June 3, 2013

So when is a movie review not all that helpful?   Plenty of answers to that, but for today and this review it is when the review describes a film that expects a lot of the audience and further expects them to interpret the film in their own way, based upon their own experiences.   To the Wonder is just such a film.  The latest film from Terrence Mallick, who’s previous film Tree of Life was very highly regarded in many circles.   I thoroughly enjoyed it myself.   As an aside, I had read a story about Ben Affleck who had said that after directing and starring in Argo and doing all of the activities around it, that he had fully intended on spending some quality time with Jennifer Garner and his kids.  Then along came this project and he decided that he could not pass up on the chance to work with Mallick.
Here we have a movie that has very little dialogue.  In fact Ben might have had less than 30 words to say in the entire film.   Instead there is a steady stream of voiceover, and much of it is in French.  This is a film about images and pictures.  Strung together with a soundtrack that is instrumental and conveys theme.  Much of it is subtle and melancoly.   It also has very little in the way of plot.  Much like life, things just sort of happen with no particular plan or long term view.   This is the part where the audience participation comes in.   You will fill in the gaps and spaces with your own life experience.   It then will be interpreted.  This is not a film for 18yo young people.   They would find it empty and boring and elusive with no message being spoon fed to them on what to think.   It may grow on them in twenty years.
Ben in this movie plays a guy who is in Paris and in love with this young woman with a daughter from a previous relationship.  He is American and she from France (or at least built a life in France).   Ben invites woman and daughter to come live with him in the US.  Oklahoma to be specific and the environment changes dramatically.  From cosmopolitan to rural.  Urban to suburban.  Then a series of experiences occur which are exactly that;  experiences.   Life happens.  Decisions are made and a couple other characters are introduced.  Rachel McAdams and Javier Bardem.  The latter being a priest who is struggling with his faith.  There it is.  Things happen.   Roll credits.
I like this film, and liked it more when I thought about it.  There are some incredible images here.  Almost worthy of making stills and framing.  Images of water, and streams and ocean and beach.  Sun and sky and fields and streets.   Film truly is a medium of moving pictures and this movie takes it to heart.  Frames here are quite remarkable in their own right.   I did enjoy Tree of Life more, as there were moments in this film where I was shifting in my seat.  Some images were repeated to the point of being superfluous and added very little.  For example the pictures of the young woman dancing and jumping in front of the camera and looking back with a smile.   I saw enough of that and got it the first few times.
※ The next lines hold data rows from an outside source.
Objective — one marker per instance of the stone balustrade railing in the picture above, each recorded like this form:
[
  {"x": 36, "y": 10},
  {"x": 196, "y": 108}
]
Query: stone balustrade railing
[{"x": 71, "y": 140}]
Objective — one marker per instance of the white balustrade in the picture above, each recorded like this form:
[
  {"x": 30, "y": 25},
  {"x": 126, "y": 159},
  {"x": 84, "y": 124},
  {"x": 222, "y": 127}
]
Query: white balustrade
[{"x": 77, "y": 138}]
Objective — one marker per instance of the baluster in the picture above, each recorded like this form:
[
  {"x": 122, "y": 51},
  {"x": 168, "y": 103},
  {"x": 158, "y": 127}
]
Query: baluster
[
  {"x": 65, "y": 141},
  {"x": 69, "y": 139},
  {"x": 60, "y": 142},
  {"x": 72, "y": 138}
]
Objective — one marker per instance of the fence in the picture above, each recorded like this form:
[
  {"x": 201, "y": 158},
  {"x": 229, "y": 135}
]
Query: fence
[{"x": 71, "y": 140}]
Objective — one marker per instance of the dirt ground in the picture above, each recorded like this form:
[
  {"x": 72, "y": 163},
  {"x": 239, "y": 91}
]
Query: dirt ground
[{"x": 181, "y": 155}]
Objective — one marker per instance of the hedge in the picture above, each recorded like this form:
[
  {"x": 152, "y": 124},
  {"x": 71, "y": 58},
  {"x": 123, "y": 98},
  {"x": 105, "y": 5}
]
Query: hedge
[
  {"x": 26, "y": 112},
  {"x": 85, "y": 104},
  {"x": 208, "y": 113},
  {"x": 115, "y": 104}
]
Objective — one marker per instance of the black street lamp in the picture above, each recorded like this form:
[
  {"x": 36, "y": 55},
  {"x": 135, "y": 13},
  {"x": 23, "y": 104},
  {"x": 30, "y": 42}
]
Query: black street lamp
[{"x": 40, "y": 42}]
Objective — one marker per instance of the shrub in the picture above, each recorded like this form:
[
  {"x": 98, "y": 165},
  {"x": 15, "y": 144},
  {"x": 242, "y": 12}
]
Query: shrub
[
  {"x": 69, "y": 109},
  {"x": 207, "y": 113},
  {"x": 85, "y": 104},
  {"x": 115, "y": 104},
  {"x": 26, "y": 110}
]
There are no action sequences.  Nothing blows up.  No humourous quips and no tight little package at the end.   But it is still powerful and engaging and interesting.  And isn’t that what we go to the movies to have happen?    Suffice it to say that I liked it.  You may not.  Everyone’s filters can interpret this differently.  It may bring back long ago buried feelings that you didn’t want to resurface.  I simply cannot anticipate that.   And what I can do is explain a feeling I came away with and then let you decide the next step.
P.S> As the credits rolled I was thinking that I had taken the same date to see another Place Beyond the Pines story.  We both took time to process this one.  As in “What did we just see?”   But as we spoke, and talked and processed we both liked this film.   Place Beyond the Pines was never that lucky.   Nor did it deserve to be.  This I can say is worth seeing.  The other isn’t.